The intersection of all stabilizers in a continuous action

Question

Let $G$ be a topological group (locally compact and Hausdorff) continuously acting on a topological space $M$. Does this implies that the normal subgroup of $G$ made by the elements fixing each $m\in M$ is closed? If so, any hint on how to prove it?

Answer 1

We could use nets to see it (often handy in topological group arguments, I find):

so the action $a: G \times X \to X$ where $a(g,x) = g \cdot x$ is a continuous map.

Let $I \to g_i$ be a net in $G$ in the said normal subgroup, and suppose $g_i \to g$.

Let $x \in X$, then $g \cdot x = a(g,x) = a(\lim_i g_i, x) = \lim_i a(g_i,x)$ (by continuity of $a$ in the first coordinate) $= \lim_i g_i \cdot x = \lim_i x = x$ as each $g_i$ fixes $x$. As $x \in X$ is arbitrary, so $g$ is also in the intersection of all stabilisers. So that set is closed under net-limits, hence closed.

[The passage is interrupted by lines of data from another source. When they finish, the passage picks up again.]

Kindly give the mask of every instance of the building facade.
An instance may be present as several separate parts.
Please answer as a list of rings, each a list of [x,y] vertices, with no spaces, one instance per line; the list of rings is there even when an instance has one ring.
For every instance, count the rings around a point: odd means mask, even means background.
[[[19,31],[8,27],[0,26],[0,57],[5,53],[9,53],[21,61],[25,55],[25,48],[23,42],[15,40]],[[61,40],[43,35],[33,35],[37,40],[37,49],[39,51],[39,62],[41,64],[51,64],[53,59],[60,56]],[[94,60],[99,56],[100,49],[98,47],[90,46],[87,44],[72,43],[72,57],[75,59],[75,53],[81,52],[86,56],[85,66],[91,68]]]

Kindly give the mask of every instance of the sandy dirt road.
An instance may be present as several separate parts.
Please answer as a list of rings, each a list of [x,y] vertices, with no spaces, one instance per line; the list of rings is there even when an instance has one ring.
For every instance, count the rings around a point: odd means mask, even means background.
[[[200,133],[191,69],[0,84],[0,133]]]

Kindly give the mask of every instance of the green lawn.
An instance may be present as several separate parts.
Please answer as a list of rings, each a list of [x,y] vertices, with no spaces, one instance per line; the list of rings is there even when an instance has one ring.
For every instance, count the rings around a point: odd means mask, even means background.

No assumptions on $G$ are needed, and we use Hausdorffness on $X$ because we want the limits of nets to be uniquely defined. Eric Wofsey points out in his answer that something on $X$ is needed here..

Answer 2

This is false in general. For instance, if $M$ has the indiscrete topology, then any action of $G$ on $M$ is continuous, so the normal subgroup fixing all elements of $M$ could be any normal subgroup at all (given any normal subgroup $N$, let $M=G/N$ with the usual action).

It is true assuming $M$ is $T_1$. Indeed, in that case the subgroup in question is just the intersection of the closed sets $\mu_m^{-1}(\{m\})$ for each $m\in M$, where $\mu_m:G\to M$ is the map $\mu_m(g)=g\cdot m$.